Self-Hosting
LongMem runs comfortably on a single small server — the reference deployment is a 4 GB box serving the public instance.
The stack#
| Component | Role |
|---|---|
| PostgreSQL + pgvector | memories, collections, embeddings, full-text — one database for everything; tenant isolation via row-level security |
| Redis | queues (async ingest + extraction), result cache, one-time tokens |
| FastAPI / uvicorn | the API (app.main) |
| Ingest worker | python -m app.ingest_worker — file processing + graph extraction; never loads the embedding model (embeds via the API) |
| nginx | TLS, static landing/docs, API proxy; serve HTML with Cache-Control: no-cache |
Configuration (.env)#
DATABASE_URL=postgresql+asyncpg://longmem:…@localhost:5432/longmem
REDIS_URL=redis://localhost:6379/0
EMBEDDING_PROVIDER=local # on-box ONNX embeddings — no text leaves the box
OPENAI_API_KEY=sk-… # only used for extraction / Whisper / vision captions
STORAGE_SECRET_KEY=… # Fernet key for encrypting BYO credentials at rest
S3_ENDPOINT_URL=… S3_BUCKET=… S3_ACCESS_KEY=… S3_SECRET_KEY=… # file storage
RESEND_API_KEY=… # transactional email (optional)
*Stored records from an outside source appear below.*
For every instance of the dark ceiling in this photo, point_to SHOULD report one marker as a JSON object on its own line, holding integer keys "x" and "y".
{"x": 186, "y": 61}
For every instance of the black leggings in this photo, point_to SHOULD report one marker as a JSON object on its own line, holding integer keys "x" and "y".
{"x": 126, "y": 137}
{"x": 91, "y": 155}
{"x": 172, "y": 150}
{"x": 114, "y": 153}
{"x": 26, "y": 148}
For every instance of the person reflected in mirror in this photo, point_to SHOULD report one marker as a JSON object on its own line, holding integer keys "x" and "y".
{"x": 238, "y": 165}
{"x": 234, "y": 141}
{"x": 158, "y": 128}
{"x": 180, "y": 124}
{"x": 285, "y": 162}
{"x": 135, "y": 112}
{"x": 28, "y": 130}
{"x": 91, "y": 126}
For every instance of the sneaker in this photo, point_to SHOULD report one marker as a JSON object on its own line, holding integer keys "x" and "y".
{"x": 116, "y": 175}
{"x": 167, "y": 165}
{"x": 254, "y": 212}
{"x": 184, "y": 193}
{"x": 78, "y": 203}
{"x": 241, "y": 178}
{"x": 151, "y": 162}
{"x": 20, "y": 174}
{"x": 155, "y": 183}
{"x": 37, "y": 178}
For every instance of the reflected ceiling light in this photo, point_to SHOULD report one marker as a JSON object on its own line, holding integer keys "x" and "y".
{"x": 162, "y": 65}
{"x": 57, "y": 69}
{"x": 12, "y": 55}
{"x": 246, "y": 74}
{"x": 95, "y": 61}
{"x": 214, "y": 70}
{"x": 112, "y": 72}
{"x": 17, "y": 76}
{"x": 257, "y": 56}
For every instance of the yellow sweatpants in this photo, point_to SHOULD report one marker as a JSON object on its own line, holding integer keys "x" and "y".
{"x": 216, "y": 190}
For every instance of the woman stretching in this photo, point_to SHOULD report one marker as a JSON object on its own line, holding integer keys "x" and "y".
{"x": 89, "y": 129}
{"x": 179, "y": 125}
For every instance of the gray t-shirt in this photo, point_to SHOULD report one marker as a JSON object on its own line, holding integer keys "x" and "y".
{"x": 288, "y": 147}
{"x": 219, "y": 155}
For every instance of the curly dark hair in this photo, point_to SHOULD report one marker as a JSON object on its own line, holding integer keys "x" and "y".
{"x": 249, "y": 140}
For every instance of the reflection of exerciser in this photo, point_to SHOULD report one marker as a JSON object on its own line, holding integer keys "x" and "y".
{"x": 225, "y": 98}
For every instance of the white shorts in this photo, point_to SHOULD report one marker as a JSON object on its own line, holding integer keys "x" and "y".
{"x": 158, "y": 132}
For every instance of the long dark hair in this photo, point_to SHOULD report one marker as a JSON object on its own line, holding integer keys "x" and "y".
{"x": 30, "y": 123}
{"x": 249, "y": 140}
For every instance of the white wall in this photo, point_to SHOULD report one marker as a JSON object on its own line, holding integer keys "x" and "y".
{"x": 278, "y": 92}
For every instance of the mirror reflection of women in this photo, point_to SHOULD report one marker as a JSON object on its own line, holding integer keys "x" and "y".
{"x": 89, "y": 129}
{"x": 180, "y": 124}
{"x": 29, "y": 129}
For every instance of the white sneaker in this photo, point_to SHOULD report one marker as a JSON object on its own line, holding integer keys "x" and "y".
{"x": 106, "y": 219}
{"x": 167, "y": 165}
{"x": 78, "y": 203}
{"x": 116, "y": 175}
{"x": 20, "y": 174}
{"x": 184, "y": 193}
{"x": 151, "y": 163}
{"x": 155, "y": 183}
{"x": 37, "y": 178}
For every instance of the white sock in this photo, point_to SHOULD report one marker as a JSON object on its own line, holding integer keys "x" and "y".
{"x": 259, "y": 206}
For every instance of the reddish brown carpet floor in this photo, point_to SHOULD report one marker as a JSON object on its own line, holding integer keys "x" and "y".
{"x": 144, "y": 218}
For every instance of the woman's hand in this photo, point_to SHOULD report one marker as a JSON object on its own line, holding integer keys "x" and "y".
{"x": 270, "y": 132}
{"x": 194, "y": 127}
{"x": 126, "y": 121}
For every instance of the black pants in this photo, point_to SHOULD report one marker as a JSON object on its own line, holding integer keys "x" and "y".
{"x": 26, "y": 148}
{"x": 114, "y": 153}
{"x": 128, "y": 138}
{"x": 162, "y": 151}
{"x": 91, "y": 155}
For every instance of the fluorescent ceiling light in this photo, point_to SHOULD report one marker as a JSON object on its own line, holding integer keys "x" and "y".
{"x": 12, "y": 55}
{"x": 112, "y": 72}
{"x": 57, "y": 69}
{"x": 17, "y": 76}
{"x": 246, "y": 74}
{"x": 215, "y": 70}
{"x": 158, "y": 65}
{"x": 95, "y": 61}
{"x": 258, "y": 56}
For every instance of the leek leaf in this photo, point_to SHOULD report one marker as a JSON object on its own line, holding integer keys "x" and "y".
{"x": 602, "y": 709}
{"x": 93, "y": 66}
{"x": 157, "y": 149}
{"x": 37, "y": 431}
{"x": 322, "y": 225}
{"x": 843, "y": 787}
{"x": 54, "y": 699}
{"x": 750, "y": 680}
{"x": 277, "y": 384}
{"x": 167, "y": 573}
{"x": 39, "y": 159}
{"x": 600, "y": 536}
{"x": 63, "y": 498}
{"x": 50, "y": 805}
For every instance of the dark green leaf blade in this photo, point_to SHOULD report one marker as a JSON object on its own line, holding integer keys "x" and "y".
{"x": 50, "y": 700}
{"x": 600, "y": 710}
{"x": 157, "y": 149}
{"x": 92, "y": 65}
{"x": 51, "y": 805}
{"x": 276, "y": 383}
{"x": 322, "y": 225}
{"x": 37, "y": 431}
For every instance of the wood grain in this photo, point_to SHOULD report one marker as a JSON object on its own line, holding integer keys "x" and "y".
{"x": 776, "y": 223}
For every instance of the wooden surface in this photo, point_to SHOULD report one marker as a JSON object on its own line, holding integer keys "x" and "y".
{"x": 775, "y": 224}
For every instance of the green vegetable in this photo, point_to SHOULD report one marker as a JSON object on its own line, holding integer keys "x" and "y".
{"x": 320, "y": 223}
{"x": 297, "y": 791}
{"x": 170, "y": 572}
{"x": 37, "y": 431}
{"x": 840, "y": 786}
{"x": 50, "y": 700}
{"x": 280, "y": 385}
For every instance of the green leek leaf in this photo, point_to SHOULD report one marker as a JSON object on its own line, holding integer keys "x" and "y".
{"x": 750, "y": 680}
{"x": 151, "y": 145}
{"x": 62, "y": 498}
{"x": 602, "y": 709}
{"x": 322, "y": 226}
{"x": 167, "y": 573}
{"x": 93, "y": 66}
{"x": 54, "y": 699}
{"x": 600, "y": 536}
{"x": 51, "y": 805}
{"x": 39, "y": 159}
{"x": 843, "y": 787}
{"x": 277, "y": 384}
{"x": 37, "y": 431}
With EMBEDDING_PROVIDER=local and a BYO/local extraction endpoint, the
only third-party touchpoints left are Whisper/vision for media — skip media and nothing
leaves your infrastructure.
Database setup#
CREATE EXTENSION vector; CREATE EXTENSION pg_trgm;
# apply versioned migrations as a DDL-capable role (the app role stays unprivileged):
sudo -u postgres .venv/bin/python3 -m app.migrate apply --dsn postgresql:///longmem
The app's database role must NOT be a superuser — row-level security depends on it.
Services#
Systemd units ship in deploy/: the API, the ingest worker, an SMTP
receiver (email drop), and an uptime checker on a 1-minute timer that emails on
consecutive health-check failures. The reference deploy model is autopull: a timer
fetches the git branch, resets, reinstalls, rsyncs the landing, restarts, health-checks
— a merge is live in ~60–120s.
Sizing#
- 4 GB RAM / 2 vCPU runs Postgres + Redis + API (with the local embedding model) + worker with headroom.
- The worker embeds through the API's internal endpoint so only one copy of the embedding model is ever loaded.